Principles and Practice of Chromatography - The Control of Chromatographically Available Stationary Phase (V<sub>s</sub>) > Stationary Phase Limitation by Chiral Selectivity. > Page 39


Courtesy of ASTEC Inc.


Figure 17 The Separation of the Enantiomers of a-Halocarboxylic Acid Esters on a b-Cyclodextrin-Based Stationary Phase

A thermally stable chiral stationary phase was produced by Frank, Nicholson and Bayer (8) in 1977 by the co-polymerization of dimethylsiloxane with (2-carboxypropyl) methoxysilane and L-valine-t-butylamide. This material was relatively stable up to 220oC with little racemization but, was not made commercially available until 1989. Presently, there are a number of effective GC chiral stationary phases available, some of the more effective being based on cyclodextrin,. The separation of the enantiomers of an a-halocarboxylic acid ester on a fused silica open tubular column coated with a b-cyclodextrin product is shown in figure 17. The column was 10 m long and operated at 60oC using nitrogen as the carrier gas.
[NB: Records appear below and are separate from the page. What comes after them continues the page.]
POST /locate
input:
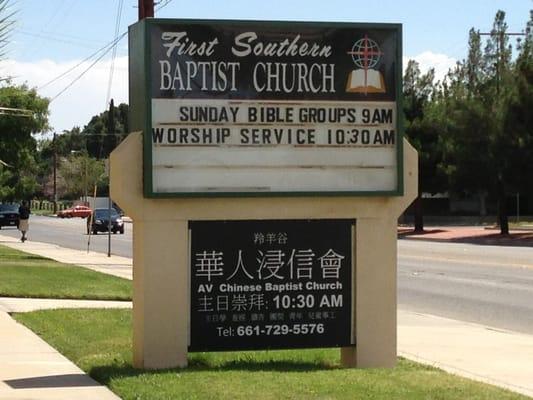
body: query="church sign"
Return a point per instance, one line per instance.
(268, 108)
(276, 284)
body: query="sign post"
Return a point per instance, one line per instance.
(264, 184)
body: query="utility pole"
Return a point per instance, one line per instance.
(146, 9)
(55, 173)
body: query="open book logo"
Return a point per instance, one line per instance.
(366, 55)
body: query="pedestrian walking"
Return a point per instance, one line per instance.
(24, 219)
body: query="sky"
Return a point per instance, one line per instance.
(51, 37)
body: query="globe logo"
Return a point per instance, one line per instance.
(365, 53)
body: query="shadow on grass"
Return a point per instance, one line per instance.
(104, 374)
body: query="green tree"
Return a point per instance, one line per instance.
(518, 116)
(423, 133)
(486, 150)
(80, 174)
(105, 131)
(17, 143)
The use of LC for chiral separations is easier to carry out and generally more efficient. A number of racemic mixtures can be easily separated using a reverse-phase column and a mobile phase doped with a chiral reagent. In some cases, the reagent is adsorbed strongly on to the stationary phase, under which circumstances, the chiral selectivity resides in the stationary phase. Conversely, if the reagent remains predominantly in the mobile phase, then the chiral selectivity will be in the mobile phase. Camphor sulphonic acid and quinine are examples of mobile phase additives. The most common method used to achieve chiral selectivity is to bond chirally selective compounds to silica in a similar manner to a reverse phase (e.g., example of which is afforded by the cyclodextrins).